Partie 31
Soda Pop
- Carre-toi les fingers dans le frigo, déboîte-toi le dentier en ivoire et fais rizette ! Ils n'ont jamais entendu parler de la prothèse dentaire, ça les épatera !
Dopé par l'idée, Lanceleau passe à l'action. Il pousse un râle, s'introduit le pouce et l'index dans la bouche et d'un coup sec, dégage son appareil à mastiquer. Alors il le brandit au-dessus de sa tête en roulant des yeux de merlan frit.
L'effet dépasse mes espérances.
Faut dire que Lance' sans ses ratiches c'est insoutenable ! Ses joues pendouillent et sa tronche se déguise en mascotte Spike (le bouldogue anglais embauché pour la pub de la marque de voiture Mini)
Les guerriers du premiers rang commencent à se cintrer de rire, puis ça gagne le second rang, puis le troisième... Ils se claquent les cuisses comme des enragés. Ils en baissent leurs lances. Ils montrent Lanceleau du doigt et se plient en quatre. Ils s'étranglent les blondinets.
- Eh bien ! eh bien, les gars, est-ce qu'on se paye ma trogne, ou quoi donc ? Bafouille tout en salivant mon chevalier.
Le fou rire, comme le futur président de la république française de 1959-1969, est général. Il a le mérite de rebooster Lance', qui en profite alors pour refourguer son dentier dans sa fouille.
- On Fa Foir mes gaillards, on Fa Foir Fi Fa va Fou éclater bien longtemps !
Il cramponne le premier viking qui se trouve à sa portée par les narines, et le déséquilibre violemment. Le gars bat l'air des deux bras et va embrasser le rebord de la dernière marche.
Les autres hurlent de joie. Ils trouvent poilant l'exploit de Lanceleau. Alors, mon chevalier pur Malte devient comme fou. Le voici phacochère défiant la meute ! La furie lui fait pousser des défenses à la place de ses dents disparues...
Terrifiant ! Tornade humaine ! Cyclone à quatre membres dont les supérieurs et les inférieurs ne font plus qu'un !
Hélas au bout du quatrième qui se pète la coupole au pied de l'escalier, les gardes commencent à moins rigoler. Ils récupèrent leurs hallebardes et contrairement aux gardes suisses ne vont pas papauter derrière une corne d'hydromel. Y'en a un particulièrement vicelard, qui s'apprête à embrocher Lanceleau. Il est accroupi le saloupio entre les cannes de ses potos et mijote son assaut. Je me sers alors de mon casse-tête comme projectile et il le chope sur le groin. Ploccc ! Il part en avant et glisse sur les marches humides. Je cramponne sa lance au passage et le laisse poursuivre sa descente vers le Sévisorium.

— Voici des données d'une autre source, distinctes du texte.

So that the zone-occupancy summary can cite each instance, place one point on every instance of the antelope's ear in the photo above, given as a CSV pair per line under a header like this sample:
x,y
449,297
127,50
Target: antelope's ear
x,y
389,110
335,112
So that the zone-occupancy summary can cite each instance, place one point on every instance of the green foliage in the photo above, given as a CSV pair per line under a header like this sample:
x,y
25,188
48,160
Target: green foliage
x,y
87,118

- En avant ! A l'attaque ! (1)
Je fonce. En me voyant charger par un cri de guerre, ils ont un brusque mouvement de recul. Nos bousculons l'adversaire, le taillons en pièces. Vlan ! Tchakkk ! Boinggg ! Ouille !

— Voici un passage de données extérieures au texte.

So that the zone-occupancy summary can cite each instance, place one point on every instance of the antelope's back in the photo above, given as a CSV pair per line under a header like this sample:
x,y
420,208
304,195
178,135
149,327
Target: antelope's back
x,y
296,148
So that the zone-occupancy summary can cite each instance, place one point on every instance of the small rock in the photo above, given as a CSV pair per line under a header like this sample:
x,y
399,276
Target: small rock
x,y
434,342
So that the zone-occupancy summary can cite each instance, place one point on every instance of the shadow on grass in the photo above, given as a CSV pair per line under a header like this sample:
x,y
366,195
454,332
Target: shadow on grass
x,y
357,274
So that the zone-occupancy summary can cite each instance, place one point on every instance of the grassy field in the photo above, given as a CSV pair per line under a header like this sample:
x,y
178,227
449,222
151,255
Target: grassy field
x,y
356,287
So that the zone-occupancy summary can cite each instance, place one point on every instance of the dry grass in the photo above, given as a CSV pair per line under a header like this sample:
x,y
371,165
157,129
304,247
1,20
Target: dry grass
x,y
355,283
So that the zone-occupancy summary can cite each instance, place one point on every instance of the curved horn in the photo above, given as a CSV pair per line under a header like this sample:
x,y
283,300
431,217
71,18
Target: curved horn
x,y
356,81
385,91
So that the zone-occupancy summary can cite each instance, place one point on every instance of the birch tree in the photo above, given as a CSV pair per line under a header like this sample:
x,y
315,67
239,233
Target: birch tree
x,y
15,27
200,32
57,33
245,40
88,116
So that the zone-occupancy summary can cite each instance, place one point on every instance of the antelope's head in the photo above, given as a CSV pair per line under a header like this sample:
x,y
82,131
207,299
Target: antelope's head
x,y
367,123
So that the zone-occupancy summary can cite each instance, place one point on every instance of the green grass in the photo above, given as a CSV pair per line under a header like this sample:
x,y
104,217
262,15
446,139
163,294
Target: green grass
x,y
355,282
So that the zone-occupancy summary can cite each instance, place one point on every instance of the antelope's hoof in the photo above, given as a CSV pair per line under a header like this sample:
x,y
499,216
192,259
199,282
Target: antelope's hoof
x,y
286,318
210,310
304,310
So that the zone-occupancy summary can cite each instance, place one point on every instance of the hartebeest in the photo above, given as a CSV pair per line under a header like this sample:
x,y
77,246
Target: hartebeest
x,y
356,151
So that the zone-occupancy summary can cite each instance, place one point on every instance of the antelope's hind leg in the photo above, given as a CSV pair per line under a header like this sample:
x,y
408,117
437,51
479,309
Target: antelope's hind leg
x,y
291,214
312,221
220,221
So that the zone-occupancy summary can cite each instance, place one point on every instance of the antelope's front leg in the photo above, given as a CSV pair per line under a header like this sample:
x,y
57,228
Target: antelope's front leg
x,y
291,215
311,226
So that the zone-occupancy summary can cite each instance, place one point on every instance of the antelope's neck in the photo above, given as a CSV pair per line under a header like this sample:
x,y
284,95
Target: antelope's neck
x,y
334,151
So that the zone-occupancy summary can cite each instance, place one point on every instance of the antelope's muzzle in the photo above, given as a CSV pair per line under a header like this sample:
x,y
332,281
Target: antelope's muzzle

Faut que ça passe ou que ça explique pourquoi !
Ça passe !
Nous voici dans une vaste pièce qui sert de je ne sais pas quoi. Nos poursuivants se réorganisent et décident de nous coincer, mais nous usons de malices. Des tonneaux de quelque chose (mais alors pleins !) étant empilés dans un coin nous décidons de les dépiler afin de les faire rouler vers la meute armée.

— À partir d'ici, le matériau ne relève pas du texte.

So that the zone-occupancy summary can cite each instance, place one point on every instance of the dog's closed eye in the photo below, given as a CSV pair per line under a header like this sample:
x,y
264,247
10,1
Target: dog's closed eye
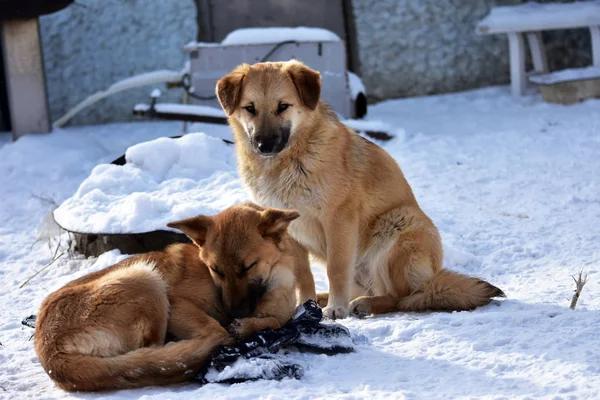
x,y
282,107
244,269
251,110
217,271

Ça déquille ! ça s'écarte ! Nous prenons la porte en vitesse. Manque de bol, elle ne comporte pas de verrous. Nous traversons les cuisines du palais. Sans ralentir nous faisons tomber tout ce qui se trouve sur notre passage, de manière à freiner la poursuite. Tabourets, ustensiles de cuisine, sacs de victuailles, tout un incroyable fourbi jonche le sol.
Le plus efficace, c'est le tonneau d'olives... les obstinés poursuivants dérapent dessus, pédalent dans le vide et passent commande pour de bonnes bûches de Noël au milieu de tous les accessoires dont certains sont terriblement affûtés. Ça gueule ! ça invective ! ça se plaint ! ça promet de vilaines choses ! ça les ralenti un peu...
La cuisine passée, nous revoilà dans la salle à manger, déserte à cette heure, hormis les quelques esclaves occupés à astiquer l'argenterie de famille en crachant dessus et en la frottant avec la peau de leurs testicules (ce sont les fameux masturb-laveurs d'Aalborg). Ils nous regardent passer d'un œil ahuri, puis se tournent vers la meute galopante qui débouche à son tour.
La salle à orgies est traversée. Nouvelle porte ! Maintenant c'est la salle du trône. Le Roi Harald siège sur son plantureux fauteuil souverain. Des bombasses l'éventent car il a des flatulences laborieuses.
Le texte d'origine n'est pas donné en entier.